Update: The Senate did, in fact, vote to remove the piece of the Cruz amendment that extended college savings plans to homeschool programs. His private school provision will stay.

In the congressional debate over restructuring federal taxes, U.S. Senator Ted Cruz managed to do something that Governor Greg Abbott and Lieutenant Governor Dan Patrick could not do during this year’s state legislative session: pass legislation that makes it easier for parents to pay for private schools or cover homeschooling expenses.

If the Senate tax bill eventually becomes law, the Cruz amendment would expand the tax-exempt college savings account—known as a 529 because of its location in the tax code—to cover up to $10,000 a year in tuition or expenses for elementary and secondary education in private schools or for homeschooling.

The average private school elementary tuition in Texas, for example, is $6,836 a year, and the average private high school education costs $10,462, according to the Private School Review.

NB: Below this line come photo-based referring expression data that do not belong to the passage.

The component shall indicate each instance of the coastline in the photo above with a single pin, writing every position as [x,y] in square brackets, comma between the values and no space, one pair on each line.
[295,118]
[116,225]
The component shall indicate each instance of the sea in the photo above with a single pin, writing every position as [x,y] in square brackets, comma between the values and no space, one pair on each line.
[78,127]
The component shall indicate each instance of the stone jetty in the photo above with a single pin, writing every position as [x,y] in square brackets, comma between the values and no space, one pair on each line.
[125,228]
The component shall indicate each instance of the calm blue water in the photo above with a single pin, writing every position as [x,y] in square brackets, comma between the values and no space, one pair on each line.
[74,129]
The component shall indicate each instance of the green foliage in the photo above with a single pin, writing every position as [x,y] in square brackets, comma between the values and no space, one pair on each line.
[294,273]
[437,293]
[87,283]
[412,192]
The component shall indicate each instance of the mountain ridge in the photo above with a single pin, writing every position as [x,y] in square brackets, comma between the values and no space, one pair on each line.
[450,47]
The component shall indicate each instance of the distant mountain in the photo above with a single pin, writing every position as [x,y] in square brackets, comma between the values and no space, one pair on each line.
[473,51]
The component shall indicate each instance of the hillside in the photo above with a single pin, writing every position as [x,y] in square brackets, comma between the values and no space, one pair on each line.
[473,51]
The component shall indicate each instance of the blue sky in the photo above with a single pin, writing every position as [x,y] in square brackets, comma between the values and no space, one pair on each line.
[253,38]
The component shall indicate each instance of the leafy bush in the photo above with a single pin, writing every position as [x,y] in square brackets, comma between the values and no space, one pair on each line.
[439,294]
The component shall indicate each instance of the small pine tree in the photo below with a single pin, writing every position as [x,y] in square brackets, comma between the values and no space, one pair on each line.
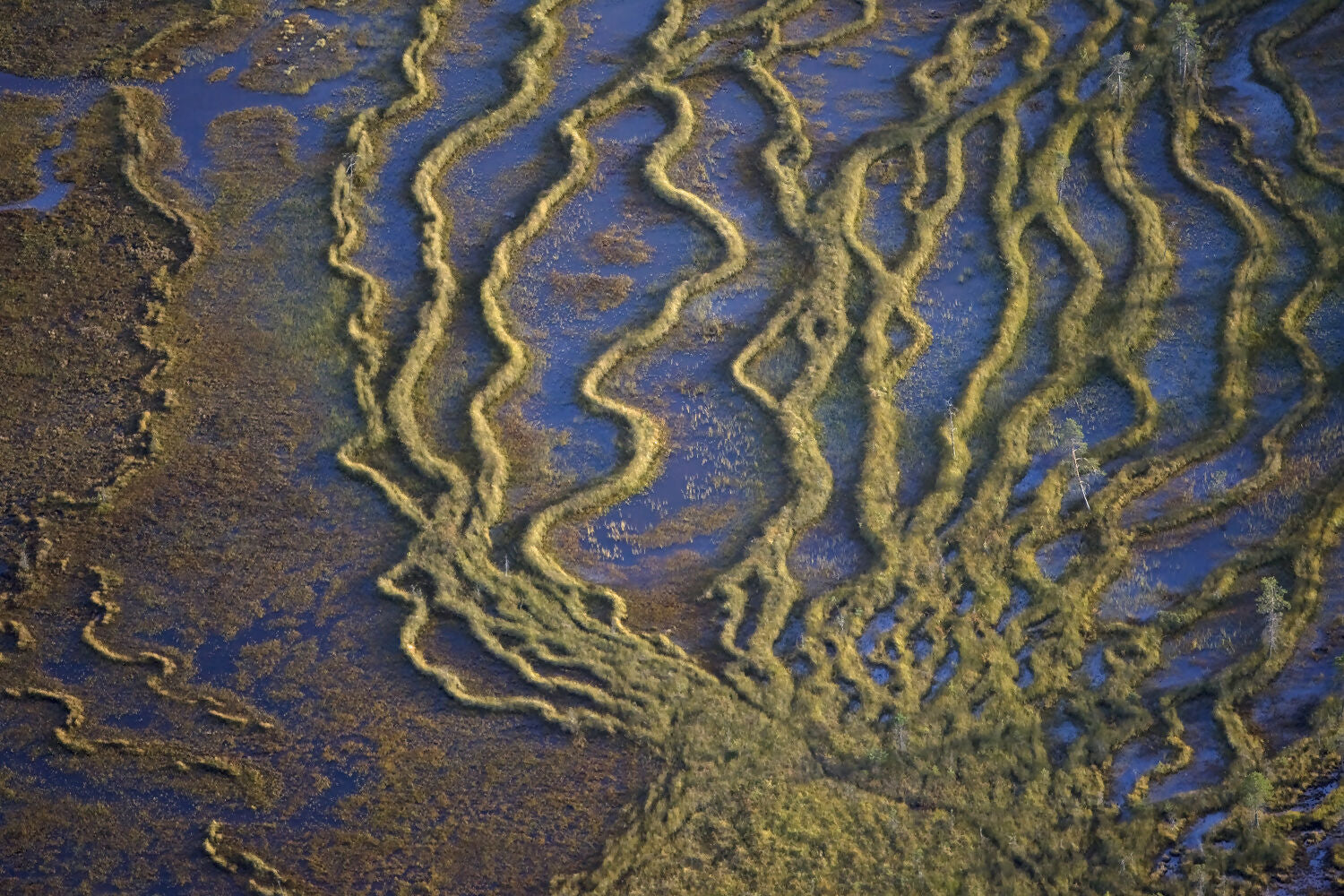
[1117,77]
[900,729]
[1185,40]
[1255,794]
[1271,603]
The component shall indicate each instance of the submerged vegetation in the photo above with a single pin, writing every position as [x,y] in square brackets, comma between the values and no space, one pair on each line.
[916,430]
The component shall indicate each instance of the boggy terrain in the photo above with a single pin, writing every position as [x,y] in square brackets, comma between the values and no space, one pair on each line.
[884,449]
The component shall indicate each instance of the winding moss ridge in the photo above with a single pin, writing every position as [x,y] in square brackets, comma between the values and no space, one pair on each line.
[941,772]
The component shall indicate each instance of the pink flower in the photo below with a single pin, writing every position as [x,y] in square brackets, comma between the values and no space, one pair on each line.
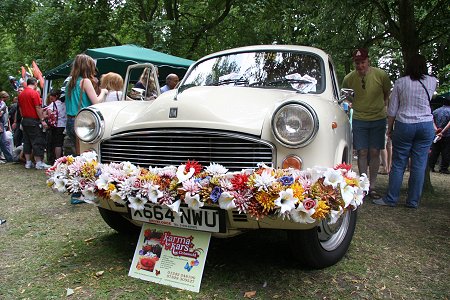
[309,203]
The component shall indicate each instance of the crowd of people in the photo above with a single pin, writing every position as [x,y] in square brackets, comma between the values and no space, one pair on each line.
[396,125]
[392,126]
[31,128]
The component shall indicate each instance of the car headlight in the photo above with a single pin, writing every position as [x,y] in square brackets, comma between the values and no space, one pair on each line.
[89,125]
[295,124]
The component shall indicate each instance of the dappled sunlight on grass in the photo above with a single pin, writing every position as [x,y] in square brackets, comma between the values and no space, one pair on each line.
[49,245]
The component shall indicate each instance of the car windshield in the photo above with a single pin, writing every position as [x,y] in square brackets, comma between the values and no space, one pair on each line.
[298,71]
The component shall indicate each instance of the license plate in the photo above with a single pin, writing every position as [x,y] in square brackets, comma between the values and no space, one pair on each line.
[204,219]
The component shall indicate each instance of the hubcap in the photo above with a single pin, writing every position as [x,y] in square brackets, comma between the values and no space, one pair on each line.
[331,236]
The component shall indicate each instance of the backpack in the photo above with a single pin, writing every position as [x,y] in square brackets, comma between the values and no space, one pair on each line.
[52,116]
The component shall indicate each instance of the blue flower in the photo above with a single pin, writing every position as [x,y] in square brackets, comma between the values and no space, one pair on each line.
[287,180]
[215,194]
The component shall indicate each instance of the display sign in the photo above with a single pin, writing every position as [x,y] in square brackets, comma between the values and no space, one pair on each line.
[170,256]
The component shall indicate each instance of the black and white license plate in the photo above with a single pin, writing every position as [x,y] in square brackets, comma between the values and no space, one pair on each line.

The group also reports that 304,456 students are educated at 1,782 private schools in Texas. Sixty-two percent of those schools are affiliated with a religion.

Single taxpayers can contribute up to $14,000 a year to a 529 plan, and married couples can invest up to $28,000. Utilizing such a plan might make sense for middle and upper-income families but could be an impossible struggle for the working poor. That’s why some supporters of private school vouchers support direct government funding, which opponents complain would divert money from the public schools.

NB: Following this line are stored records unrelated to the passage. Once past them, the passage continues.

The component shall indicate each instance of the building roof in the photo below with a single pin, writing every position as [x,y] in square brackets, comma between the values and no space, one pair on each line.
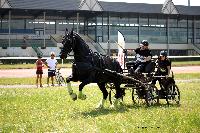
[106,6]
[45,4]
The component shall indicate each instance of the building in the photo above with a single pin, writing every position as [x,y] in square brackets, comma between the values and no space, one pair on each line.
[37,25]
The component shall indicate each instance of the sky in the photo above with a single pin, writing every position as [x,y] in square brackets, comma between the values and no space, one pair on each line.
[176,2]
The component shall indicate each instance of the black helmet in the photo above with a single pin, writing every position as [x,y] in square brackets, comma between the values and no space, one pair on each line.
[145,42]
[163,53]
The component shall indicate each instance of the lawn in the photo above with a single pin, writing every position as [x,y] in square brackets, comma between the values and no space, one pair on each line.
[32,66]
[31,80]
[52,110]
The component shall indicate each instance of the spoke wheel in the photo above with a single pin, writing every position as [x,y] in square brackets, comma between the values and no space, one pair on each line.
[173,94]
[137,97]
[151,95]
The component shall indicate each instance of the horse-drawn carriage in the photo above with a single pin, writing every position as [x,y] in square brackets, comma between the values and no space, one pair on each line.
[142,88]
[92,67]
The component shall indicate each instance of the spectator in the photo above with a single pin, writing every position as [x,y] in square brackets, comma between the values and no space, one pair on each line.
[51,63]
[39,71]
[164,66]
[143,57]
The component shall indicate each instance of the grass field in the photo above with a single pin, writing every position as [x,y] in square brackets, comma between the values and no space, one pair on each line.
[32,66]
[52,110]
[31,81]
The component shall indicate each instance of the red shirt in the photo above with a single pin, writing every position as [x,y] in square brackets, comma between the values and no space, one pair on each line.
[39,64]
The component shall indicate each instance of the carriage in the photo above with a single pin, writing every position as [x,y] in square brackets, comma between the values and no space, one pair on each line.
[92,67]
[142,89]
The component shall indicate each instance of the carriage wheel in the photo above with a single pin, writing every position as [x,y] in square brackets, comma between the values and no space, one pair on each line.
[61,81]
[173,94]
[151,95]
[112,92]
[135,97]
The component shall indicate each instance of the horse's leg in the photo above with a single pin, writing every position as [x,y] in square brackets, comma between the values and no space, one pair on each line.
[118,95]
[69,88]
[81,95]
[105,95]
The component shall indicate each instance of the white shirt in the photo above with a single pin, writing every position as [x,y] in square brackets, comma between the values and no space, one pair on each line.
[51,63]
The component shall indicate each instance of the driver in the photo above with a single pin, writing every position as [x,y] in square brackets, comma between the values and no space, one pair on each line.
[143,57]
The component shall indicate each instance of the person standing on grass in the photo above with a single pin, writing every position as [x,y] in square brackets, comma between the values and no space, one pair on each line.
[39,71]
[51,63]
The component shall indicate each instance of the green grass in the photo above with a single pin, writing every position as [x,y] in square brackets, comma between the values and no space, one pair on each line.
[20,81]
[52,110]
[31,81]
[185,63]
[27,66]
[32,66]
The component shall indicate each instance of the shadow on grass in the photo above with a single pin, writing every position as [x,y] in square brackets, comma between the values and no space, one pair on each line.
[124,108]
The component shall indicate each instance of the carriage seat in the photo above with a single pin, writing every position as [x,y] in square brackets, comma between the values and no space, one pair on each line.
[149,68]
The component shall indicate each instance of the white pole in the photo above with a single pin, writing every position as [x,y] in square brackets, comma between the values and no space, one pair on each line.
[44,27]
[9,22]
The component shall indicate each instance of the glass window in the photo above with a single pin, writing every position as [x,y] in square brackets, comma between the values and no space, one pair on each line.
[173,23]
[153,34]
[182,23]
[17,24]
[4,24]
[133,21]
[178,35]
[143,21]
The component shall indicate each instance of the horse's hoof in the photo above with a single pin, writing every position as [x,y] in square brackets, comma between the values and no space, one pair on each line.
[73,96]
[82,97]
[99,106]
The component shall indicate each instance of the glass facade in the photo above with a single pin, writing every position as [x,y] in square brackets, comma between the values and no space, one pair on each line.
[103,27]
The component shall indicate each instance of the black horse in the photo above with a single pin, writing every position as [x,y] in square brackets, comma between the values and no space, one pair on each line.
[90,67]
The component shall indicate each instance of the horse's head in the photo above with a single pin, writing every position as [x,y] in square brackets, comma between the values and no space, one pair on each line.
[68,42]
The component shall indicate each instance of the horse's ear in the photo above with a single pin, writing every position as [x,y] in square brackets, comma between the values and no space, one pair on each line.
[71,33]
[66,31]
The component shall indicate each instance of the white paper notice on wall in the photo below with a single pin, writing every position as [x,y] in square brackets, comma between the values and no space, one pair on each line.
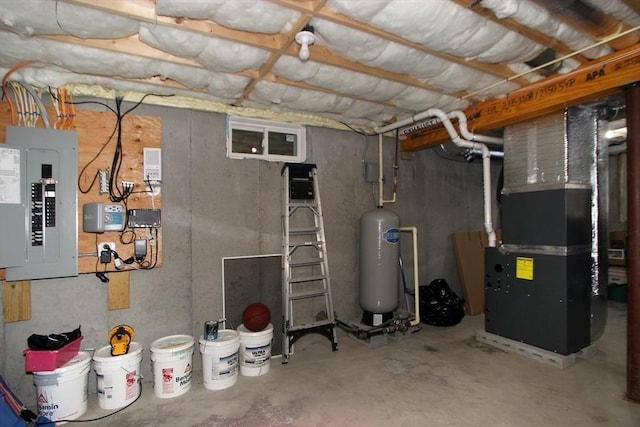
[152,164]
[10,175]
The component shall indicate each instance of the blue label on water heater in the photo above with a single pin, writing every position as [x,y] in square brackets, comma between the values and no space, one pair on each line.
[392,236]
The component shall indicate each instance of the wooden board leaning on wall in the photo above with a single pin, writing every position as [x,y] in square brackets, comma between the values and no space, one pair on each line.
[94,131]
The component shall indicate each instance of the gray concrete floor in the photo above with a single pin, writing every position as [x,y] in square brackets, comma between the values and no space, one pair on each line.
[434,377]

During this year’s state legislative session, Abbott and Patrick supported a school voucher program that would have set up education savings accounts to pay for private school tuition for economically disadvantaged students. But the savings accounts in that plan would have just been a pass-through of an estimated $3.4 billion taken from public schools and given to parents for use at private schools. The measure died in the House without a vote.

Cruz’s plan is different, though, because it is just a matter of the federal government foregoing the revenue. In the future, that either increases the national debt or results in automatic federal budget cuts under arcane rules called pay-as-you-go, or Paygo.

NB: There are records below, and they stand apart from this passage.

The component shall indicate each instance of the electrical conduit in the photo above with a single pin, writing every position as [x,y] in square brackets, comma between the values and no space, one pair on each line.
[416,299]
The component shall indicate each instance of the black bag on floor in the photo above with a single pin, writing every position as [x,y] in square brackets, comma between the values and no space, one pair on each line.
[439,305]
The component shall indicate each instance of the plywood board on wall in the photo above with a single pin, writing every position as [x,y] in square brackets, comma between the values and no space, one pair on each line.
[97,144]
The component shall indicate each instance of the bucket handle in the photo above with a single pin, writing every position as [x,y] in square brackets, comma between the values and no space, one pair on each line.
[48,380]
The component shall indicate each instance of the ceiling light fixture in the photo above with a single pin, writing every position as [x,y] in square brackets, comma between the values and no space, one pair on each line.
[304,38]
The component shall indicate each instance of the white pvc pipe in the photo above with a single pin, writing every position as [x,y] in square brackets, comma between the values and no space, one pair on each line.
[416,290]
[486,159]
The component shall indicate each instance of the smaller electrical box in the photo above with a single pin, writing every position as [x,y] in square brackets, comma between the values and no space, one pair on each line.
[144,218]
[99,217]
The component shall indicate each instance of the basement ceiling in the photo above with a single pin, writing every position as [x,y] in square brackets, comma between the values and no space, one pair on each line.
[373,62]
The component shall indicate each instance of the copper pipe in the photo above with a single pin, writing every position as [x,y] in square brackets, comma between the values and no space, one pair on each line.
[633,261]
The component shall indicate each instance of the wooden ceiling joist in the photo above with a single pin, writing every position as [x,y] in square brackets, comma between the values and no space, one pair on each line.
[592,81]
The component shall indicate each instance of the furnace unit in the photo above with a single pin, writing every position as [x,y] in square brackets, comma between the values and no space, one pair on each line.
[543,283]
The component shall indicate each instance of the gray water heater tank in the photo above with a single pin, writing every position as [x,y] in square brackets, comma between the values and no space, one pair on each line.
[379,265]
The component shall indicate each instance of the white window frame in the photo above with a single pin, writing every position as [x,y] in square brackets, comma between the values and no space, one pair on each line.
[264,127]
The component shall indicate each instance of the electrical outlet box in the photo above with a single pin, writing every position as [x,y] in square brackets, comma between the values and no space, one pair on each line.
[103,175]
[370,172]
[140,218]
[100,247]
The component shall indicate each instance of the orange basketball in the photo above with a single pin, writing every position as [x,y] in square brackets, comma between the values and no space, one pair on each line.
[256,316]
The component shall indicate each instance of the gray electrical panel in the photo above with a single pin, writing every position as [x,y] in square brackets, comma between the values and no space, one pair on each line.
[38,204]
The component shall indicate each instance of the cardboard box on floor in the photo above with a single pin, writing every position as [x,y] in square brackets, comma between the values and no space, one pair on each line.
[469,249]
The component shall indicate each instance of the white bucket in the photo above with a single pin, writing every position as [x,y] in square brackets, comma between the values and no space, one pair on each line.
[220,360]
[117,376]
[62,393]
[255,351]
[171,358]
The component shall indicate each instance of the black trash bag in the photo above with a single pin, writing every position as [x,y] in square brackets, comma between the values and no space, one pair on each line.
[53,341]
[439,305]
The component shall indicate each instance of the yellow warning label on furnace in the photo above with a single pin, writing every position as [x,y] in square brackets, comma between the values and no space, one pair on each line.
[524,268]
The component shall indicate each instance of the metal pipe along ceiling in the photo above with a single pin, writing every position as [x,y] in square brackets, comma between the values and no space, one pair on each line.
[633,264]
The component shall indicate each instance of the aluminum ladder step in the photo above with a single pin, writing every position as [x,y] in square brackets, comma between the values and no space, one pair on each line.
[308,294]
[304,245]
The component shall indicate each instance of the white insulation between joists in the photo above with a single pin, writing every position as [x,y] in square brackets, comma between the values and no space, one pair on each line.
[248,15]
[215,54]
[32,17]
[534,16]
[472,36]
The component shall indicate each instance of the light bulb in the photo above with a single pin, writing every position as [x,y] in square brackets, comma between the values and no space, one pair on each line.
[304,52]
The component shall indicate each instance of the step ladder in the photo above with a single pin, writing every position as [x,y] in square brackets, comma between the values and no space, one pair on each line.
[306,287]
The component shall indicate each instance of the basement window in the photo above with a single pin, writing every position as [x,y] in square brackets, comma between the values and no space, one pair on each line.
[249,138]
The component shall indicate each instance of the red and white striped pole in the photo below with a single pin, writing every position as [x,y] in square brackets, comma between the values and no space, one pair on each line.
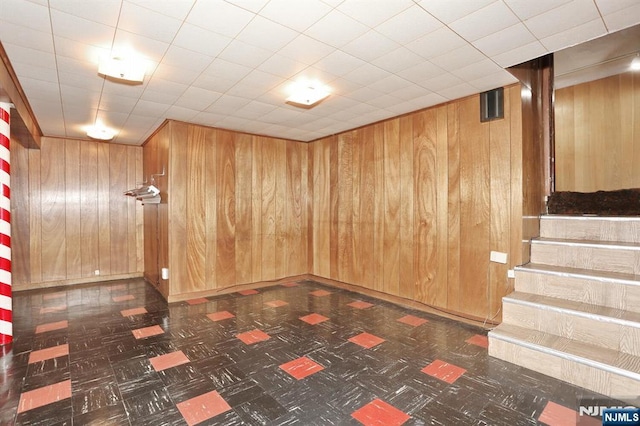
[6,323]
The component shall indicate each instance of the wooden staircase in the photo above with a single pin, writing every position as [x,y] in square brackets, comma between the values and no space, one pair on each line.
[575,311]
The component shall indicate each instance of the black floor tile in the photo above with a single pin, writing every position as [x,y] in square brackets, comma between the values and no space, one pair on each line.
[114,383]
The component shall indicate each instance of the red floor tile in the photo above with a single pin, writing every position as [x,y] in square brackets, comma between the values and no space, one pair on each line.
[559,415]
[254,336]
[58,325]
[301,367]
[57,295]
[444,371]
[360,304]
[197,410]
[478,340]
[219,316]
[197,301]
[123,298]
[412,320]
[366,340]
[133,311]
[162,362]
[44,396]
[276,303]
[142,333]
[379,413]
[117,287]
[52,309]
[314,319]
[49,353]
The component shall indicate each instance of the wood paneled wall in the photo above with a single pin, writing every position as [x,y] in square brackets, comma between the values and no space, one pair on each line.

Education advocacy groups, not surprisingly, opposed the Cruz amendment as a first step toward private school vouchers that might undermine the public education system. But the legislation also received opposition from some conservative groups, such as the American Enterprise Institute, for falling short of President Trump’s promise to put $20 billion of federal funds into private school choice.

An AEI report said the amendment does little to help underprivileged families put their children in private schools and added that the overall value of a 529 account is diminished if funds are withdrawn early to pay for private high school instead of being saved for college. “The parents who will benefit most from these changes are those who already send their children to private schools or have access to tax advisors to help them plan their savings,” the report said. “If Congress really wishes to advance the administration’s stated goals on school choice, it would do better to scrap these reforms to 529 plans and come up with a different proposal.”

Cruz’s main Republican primary opponents questioned whether his amendment is a meaningful part of a true tax reform.

“While I agree with Sen. Ted Cruz that parents should be able to utilize their 529 plan savings on K-12 education expenses—for public schools, private schools, religious schools and homeschooling—the bigger concern regarding tax reform is whether Ted is currently vying for the best interest of the citizens of Texas,” said Bruce Jacobson, a Christian television executive challenging Cruz in the Republican primary. Jacobson said Cruz had promised to simplify the tax code.

Houston energy lawyer Stefano de Stefano, another Cruz challenger, said, “Personally, I love Ted’s amendment because it helps family’s like Ted’s and mine, along with other rich people whose kids already don’t go to public schools. But the reality is that this amendment is a transfer of wealth from the public purse—tax dollars that fund public education—to private schools, many of which will be religious institutions. If Ted wants to transfer money from public schools to Imams, Synagogues and the Vatican, fine, but let’s not pretend this benefits the majority of Texans.”

El Paso congressman Beto O’Rourke, Cruz’s likely Democratic opponent, said the amendment is just part of a larger tax cut that will harm average Americans. “This tax bill hurts public education in Texas and across the country,” he said.  Republicans “add $1.5 trillion to the debt with no doubt in my mind that they’ll soon come back and demand cuts to education and services middle class families rely on to pay for that new debt. Now, they’re lifting private schools up with the Cruz amendment while leaving public schools behind.”

Congress is expected to take a final vote on the tax overhaul bill before Christmas.